On killing frogs

Wednesday 25th January 2006

Although I never carried out the experiment I was once told  that, if you wanted to kill a frog, then the way to do it was to place it in a saucepan of cold water and heat it up.   The frog would not notice the increase in temperature - as it would do if it touched very hot water - and would perish as a result.

Shortly before Christmas I was reminded of this on two occasions.

The first was when I went to Campsfield Detention/ Removal Centre.   There I was introduced to two detainees.  One, from Turkey, hardly knew whether he was coming or going as Campsfield was the third Centre he had been in in four days.  Nor is he alone in that.  The days when chaplains could build solid relationships with the people there are long gone and the speed with which they are moved through - or moved around - seems to be steadily increasing.  As a result it is easy for them to lose touch with their belongings, their lawyers and their friends.  The second, from the West Indies, has been living in the Midlands for a few years working hard to support himself, his partner and her children.  He was, I think, resigned to being deported but what was really concerning him was that his girlfriend was seven months pregnant.

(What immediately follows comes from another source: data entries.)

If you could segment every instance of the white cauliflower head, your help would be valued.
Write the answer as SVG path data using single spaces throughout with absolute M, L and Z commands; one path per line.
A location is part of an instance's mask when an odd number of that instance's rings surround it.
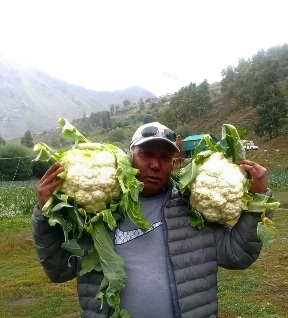
M 121 187 L 116 178 L 116 159 L 108 150 L 72 149 L 61 158 L 67 171 L 60 191 L 75 198 L 87 212 L 99 212 Z
M 235 220 L 244 207 L 246 182 L 237 164 L 226 159 L 222 152 L 214 152 L 199 167 L 199 174 L 191 184 L 190 203 L 209 222 Z

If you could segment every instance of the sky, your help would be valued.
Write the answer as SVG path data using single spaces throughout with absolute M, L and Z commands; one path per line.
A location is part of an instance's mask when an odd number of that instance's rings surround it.
M 288 43 L 287 0 L 0 0 L 0 54 L 97 91 L 174 93 Z

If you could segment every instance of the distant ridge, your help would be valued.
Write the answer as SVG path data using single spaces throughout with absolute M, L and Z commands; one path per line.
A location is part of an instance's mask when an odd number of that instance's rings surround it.
M 95 91 L 70 85 L 43 71 L 0 55 L 0 136 L 5 140 L 23 136 L 25 131 L 55 128 L 59 117 L 69 120 L 109 110 L 124 100 L 138 102 L 155 97 L 141 87 L 117 91 Z

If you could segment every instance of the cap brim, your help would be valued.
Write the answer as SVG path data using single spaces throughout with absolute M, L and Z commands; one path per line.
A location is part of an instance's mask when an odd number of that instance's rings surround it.
M 146 138 L 142 138 L 140 140 L 137 140 L 136 142 L 132 142 L 130 145 L 130 149 L 134 146 L 139 146 L 139 145 L 143 145 L 149 141 L 153 141 L 153 140 L 161 140 L 161 141 L 165 141 L 167 144 L 171 145 L 173 147 L 173 149 L 175 150 L 175 152 L 180 152 L 179 148 L 174 144 L 173 141 L 164 138 L 164 137 L 157 137 L 157 136 L 152 136 L 152 137 L 146 137 Z

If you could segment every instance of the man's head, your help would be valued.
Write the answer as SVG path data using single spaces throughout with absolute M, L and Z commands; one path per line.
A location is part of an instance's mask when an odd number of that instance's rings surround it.
M 167 147 L 170 146 L 171 148 L 172 146 L 172 149 L 174 149 L 175 152 L 179 152 L 179 149 L 175 144 L 175 132 L 158 122 L 140 126 L 132 137 L 130 149 L 134 146 L 139 146 L 152 140 L 163 140 L 167 143 Z
M 132 137 L 132 165 L 144 183 L 142 196 L 154 196 L 166 187 L 174 167 L 175 133 L 158 122 L 139 127 Z

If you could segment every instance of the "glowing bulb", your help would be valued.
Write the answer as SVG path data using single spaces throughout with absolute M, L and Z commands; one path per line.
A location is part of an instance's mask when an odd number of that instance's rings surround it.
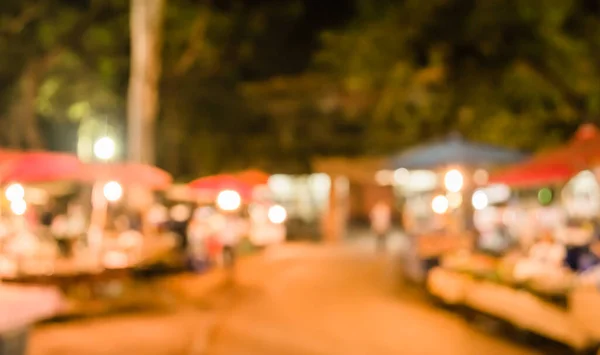
M 285 208 L 279 205 L 271 206 L 269 208 L 269 220 L 275 224 L 281 224 L 285 222 L 287 218 L 287 211 Z
M 471 203 L 473 204 L 473 208 L 476 210 L 483 210 L 488 206 L 489 200 L 485 192 L 479 190 L 475 191 L 473 197 L 471 198 Z
M 240 208 L 241 204 L 242 198 L 236 191 L 221 191 L 217 196 L 217 206 L 223 211 L 235 211 Z
M 460 171 L 452 169 L 446 173 L 444 177 L 444 185 L 450 192 L 459 192 L 464 183 L 463 175 Z
M 98 159 L 109 160 L 115 155 L 115 141 L 110 137 L 102 137 L 94 143 L 94 155 Z
M 448 211 L 448 199 L 446 196 L 438 195 L 431 201 L 431 209 L 437 214 L 444 214 Z
M 123 196 L 123 188 L 116 181 L 107 182 L 102 191 L 104 192 L 104 197 L 110 202 L 119 201 Z
M 14 200 L 10 203 L 10 209 L 17 216 L 22 216 L 27 211 L 27 202 L 24 200 Z
M 6 199 L 9 201 L 19 201 L 25 197 L 25 189 L 21 184 L 12 184 L 6 188 L 4 192 Z

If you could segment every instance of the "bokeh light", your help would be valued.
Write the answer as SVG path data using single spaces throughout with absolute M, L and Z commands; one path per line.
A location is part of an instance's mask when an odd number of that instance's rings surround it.
M 110 137 L 102 137 L 94 143 L 94 155 L 98 159 L 109 160 L 116 151 L 115 141 Z
M 275 205 L 269 208 L 269 220 L 275 224 L 281 224 L 287 219 L 287 211 L 283 206 Z
M 446 213 L 448 211 L 448 206 L 448 199 L 443 195 L 438 195 L 433 198 L 433 201 L 431 201 L 431 209 L 433 209 L 433 212 L 437 214 Z
M 471 198 L 471 202 L 473 204 L 473 208 L 475 208 L 476 210 L 483 210 L 489 204 L 487 195 L 481 190 L 475 191 L 473 197 Z
M 242 198 L 237 191 L 225 190 L 217 196 L 217 206 L 223 211 L 235 211 L 240 208 Z
M 459 192 L 462 189 L 463 184 L 463 174 L 456 169 L 448 171 L 446 176 L 444 176 L 444 186 L 450 192 Z
M 123 196 L 123 187 L 116 181 L 107 182 L 102 189 L 104 197 L 110 202 L 116 202 Z
M 11 202 L 19 201 L 25 198 L 25 189 L 21 184 L 11 184 L 6 188 L 4 194 L 6 199 Z
M 10 203 L 10 209 L 17 216 L 22 216 L 27 212 L 27 202 L 24 200 L 14 200 Z
M 544 187 L 538 191 L 538 202 L 542 205 L 549 205 L 554 199 L 554 193 L 551 189 Z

She was finding it increasingly difficult to get to see him as she had been very sick throughout her pregnancy and had just been told that he was to be moved down to the Centre in Portsmouth - an additional 75 miles away.

Neither of those stories will ever get into the National Press. But are our current systems as humane as they can be if they are operating like this? Should we continue to allow this to go on in our name or are we failing to notice a damaging change to the way we treat our fellow human beings?

Then came the report about the children that are currently in these Centres.  It is deeply critical, not so much of the ways in which they are being treated, but of the fact that they are there in the first place.

My own experiences of visiting all the Centres where children are held echo the findings of that report.  They and their families are well looked after.  Teachers are provided. Activities are laid on.  But, and this is a very big 'but', should they be there in the first place in that ‘prison’ environment?  Perhaps it is better than splitting families up, but is there really no other way that can be found?  Should children be being taken without warning early in the morning, along with their parents, when they have no time to say 'goodbye' to their friends? 

Is that a mark of a just and humane society? Or have I become, and have we become, like the frogs in the warming water, getting used to something that will ultimately damage us all?